I was shouted at and called racist german and French slurs I didnt understand by men multiple times. An older gentleman said the young woman who robbed his house was like me, only from Romania.
After a job interview the receptionist called me because she had whistle-blown because I was the ideal candidate but they didn’t hire me and that it was illegal, she wasn’t going to tolerate prejudice. I didn’t understand at the time.
When my mom came to visit me, we found empty restaurants who told us they were full, yet sat other American tourists right after we walked away.
And then a European friend let me know, yes, many people did notice that I was part Roma. After I moved back it took me a while to process that.
I did dna tests on my family members. The different companies give wildly different results. Some show larger bits of South Asian DNA, Persian DNA, Middle Eastern DNA and DNA from Turkey, some show smaller amounts. They also show DNA from every corner of Europe. The only reasonable interpretation is that we are Roma.
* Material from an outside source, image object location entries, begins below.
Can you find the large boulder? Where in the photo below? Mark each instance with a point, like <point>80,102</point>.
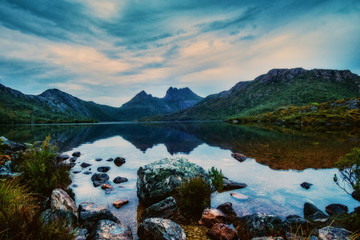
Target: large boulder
<point>60,200</point>
<point>259,225</point>
<point>210,216</point>
<point>167,209</point>
<point>313,214</point>
<point>160,229</point>
<point>330,233</point>
<point>222,231</point>
<point>90,214</point>
<point>53,216</point>
<point>157,181</point>
<point>108,230</point>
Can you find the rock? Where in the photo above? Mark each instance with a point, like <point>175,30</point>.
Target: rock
<point>108,230</point>
<point>120,180</point>
<point>167,209</point>
<point>314,214</point>
<point>103,169</point>
<point>106,186</point>
<point>82,234</point>
<point>239,196</point>
<point>356,195</point>
<point>336,209</point>
<point>60,200</point>
<point>120,202</point>
<point>259,225</point>
<point>85,165</point>
<point>61,158</point>
<point>56,216</point>
<point>306,185</point>
<point>228,210</point>
<point>76,154</point>
<point>330,233</point>
<point>231,185</point>
<point>156,181</point>
<point>160,229</point>
<point>238,156</point>
<point>298,225</point>
<point>99,179</point>
<point>119,161</point>
<point>210,216</point>
<point>221,231</point>
<point>90,214</point>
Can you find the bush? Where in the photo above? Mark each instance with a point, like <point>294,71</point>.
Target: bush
<point>19,216</point>
<point>349,167</point>
<point>194,195</point>
<point>41,171</point>
<point>217,178</point>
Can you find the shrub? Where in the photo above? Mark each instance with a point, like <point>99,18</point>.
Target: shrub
<point>349,167</point>
<point>194,195</point>
<point>217,178</point>
<point>41,171</point>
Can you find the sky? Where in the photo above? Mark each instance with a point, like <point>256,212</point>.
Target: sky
<point>109,50</point>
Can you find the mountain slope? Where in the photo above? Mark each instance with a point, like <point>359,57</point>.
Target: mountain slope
<point>144,105</point>
<point>279,87</point>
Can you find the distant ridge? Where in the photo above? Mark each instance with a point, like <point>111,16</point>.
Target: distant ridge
<point>278,87</point>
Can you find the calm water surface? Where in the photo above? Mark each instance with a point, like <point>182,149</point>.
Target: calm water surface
<point>279,161</point>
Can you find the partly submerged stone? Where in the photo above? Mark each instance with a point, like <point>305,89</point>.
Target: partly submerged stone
<point>160,229</point>
<point>109,230</point>
<point>159,179</point>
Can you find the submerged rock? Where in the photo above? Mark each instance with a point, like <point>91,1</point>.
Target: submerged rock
<point>90,213</point>
<point>108,230</point>
<point>167,209</point>
<point>221,231</point>
<point>336,209</point>
<point>120,180</point>
<point>60,200</point>
<point>259,225</point>
<point>231,185</point>
<point>156,181</point>
<point>119,161</point>
<point>306,185</point>
<point>120,202</point>
<point>210,216</point>
<point>160,229</point>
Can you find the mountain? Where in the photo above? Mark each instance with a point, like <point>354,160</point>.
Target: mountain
<point>144,105</point>
<point>268,92</point>
<point>54,106</point>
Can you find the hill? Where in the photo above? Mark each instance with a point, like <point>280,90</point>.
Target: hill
<point>340,112</point>
<point>279,87</point>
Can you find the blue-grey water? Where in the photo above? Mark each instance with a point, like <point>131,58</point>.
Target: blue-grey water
<point>279,161</point>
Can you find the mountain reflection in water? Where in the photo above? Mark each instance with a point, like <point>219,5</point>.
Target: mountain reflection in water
<point>278,149</point>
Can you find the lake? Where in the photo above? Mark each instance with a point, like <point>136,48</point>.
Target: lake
<point>279,160</point>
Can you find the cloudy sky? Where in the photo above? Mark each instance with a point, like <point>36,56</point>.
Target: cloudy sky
<point>109,50</point>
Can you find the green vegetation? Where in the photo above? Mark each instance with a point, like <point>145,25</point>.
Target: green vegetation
<point>194,196</point>
<point>217,178</point>
<point>41,170</point>
<point>20,198</point>
<point>340,112</point>
<point>349,167</point>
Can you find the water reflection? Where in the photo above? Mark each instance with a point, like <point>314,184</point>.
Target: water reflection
<point>279,149</point>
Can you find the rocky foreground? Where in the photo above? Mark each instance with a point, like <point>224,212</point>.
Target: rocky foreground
<point>163,217</point>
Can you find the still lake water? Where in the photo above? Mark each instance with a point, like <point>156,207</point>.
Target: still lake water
<point>280,160</point>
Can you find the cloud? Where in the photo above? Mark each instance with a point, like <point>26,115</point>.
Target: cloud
<point>123,47</point>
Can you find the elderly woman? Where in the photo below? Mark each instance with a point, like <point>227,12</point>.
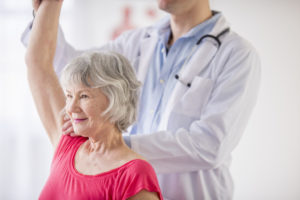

But my family denies it. I don’t speak the language. My family stopped living in caravans before I was born although my grandfather still remembers some members of his family living in Vardos. I don’t have a good solid claim on my own ethnicity. I experienced racism first hand, yet I can’t publicly speak to that experience. I am not Roma enough for some.
Don’t get me wrong, there are advantages to passing as white, and I am part white, but I am also a minority. I have also experienced racism because I am Roma. And that sucks. That is complex and messy. That isn’t something you see on your TV.
-Celeste West is of mixed Romani heritage and holds degrees in Anthropology and Design.